Gay and Herb, a long-married couple from Arlington, Va., are subjects of Robert Fass’ photographic project.Manhattan photographer focuses on couples with longevity.

Robert Fass has traveled from Maine to Hawaii the last five years in search of couples willing to reveal their secrets for staying married at least four decades.

“No two stories are alike,” says the Manhattan-based photographer, actor and writer. “But although every story is different, there’s something inspirational about the commitment, stability and loyalty that all these couples demonstrate.”

His photography project, titled “As Long As We Both Shall Live: Long-Married Couples in America,” can best be described as a labor of love for Fass sparked by the passing of his father. It was on display recently at the Hebrew Home For The Aged in Riverdale.

Fass, 43, had taken pictures of his parents four months before his father died, and he exhibited them at the memorial service.

“People had a strong response to the photographs, as I did,” says Fass. “And a couple of months later, another couple asked if I would do portraits of them.”

Having photographed 20 couples from various racial, economic and religious communities, Fass is seeking 30 more for a book he’s working on with an agent. His project has just been accepted into the fiscal sponsorship program of the New York Foundation for the Arts.
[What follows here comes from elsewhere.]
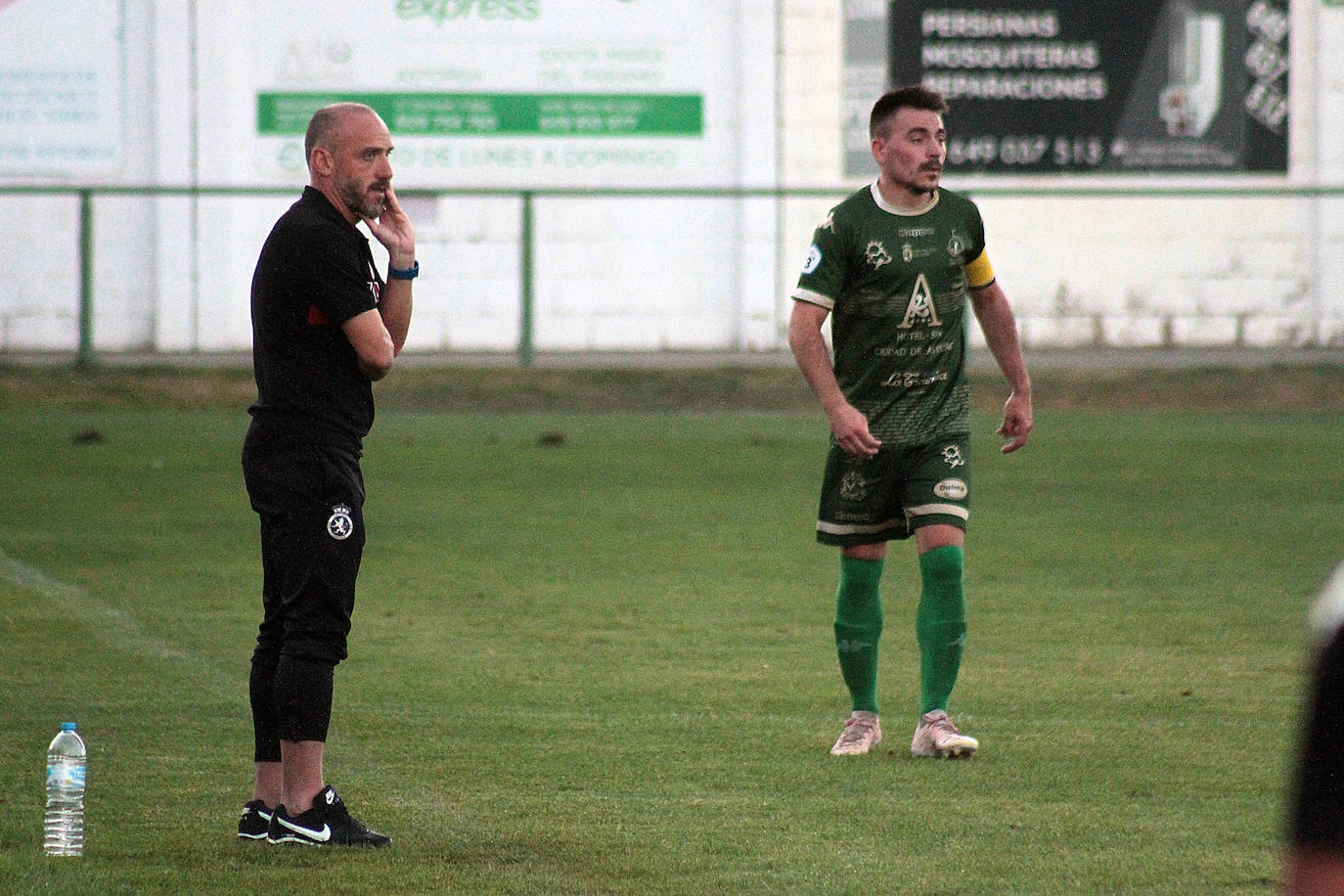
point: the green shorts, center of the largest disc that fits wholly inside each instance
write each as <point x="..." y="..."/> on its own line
<point x="891" y="495"/>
Noting how “everything is contingent on funding,” Fass remains hopeful that his book will have wide-ranging appeal, especially since “I’m trying to cover as many perspectives as possible.”

Fass says he has received e-mails on his Web site, http://www.longmarriedcouples.com, “from people all over the world who tell me their stories.” The e-mails and his photographed subjects hail from a “certain time when by and large marriage was what you did and there was a stigma attached to divorce. This is the last generation to treat marriage as an indissoluble bond,” says Fass.

Fass is particularly moved that the 20 couples, one of whom has been married for nearly 70 years, welcomed him into their homes.

“They opened up to a stranger and that’s taking a risk,” he says. “I don’t take that for granted. I find tremendous value in these people and in their stories. I love them all.”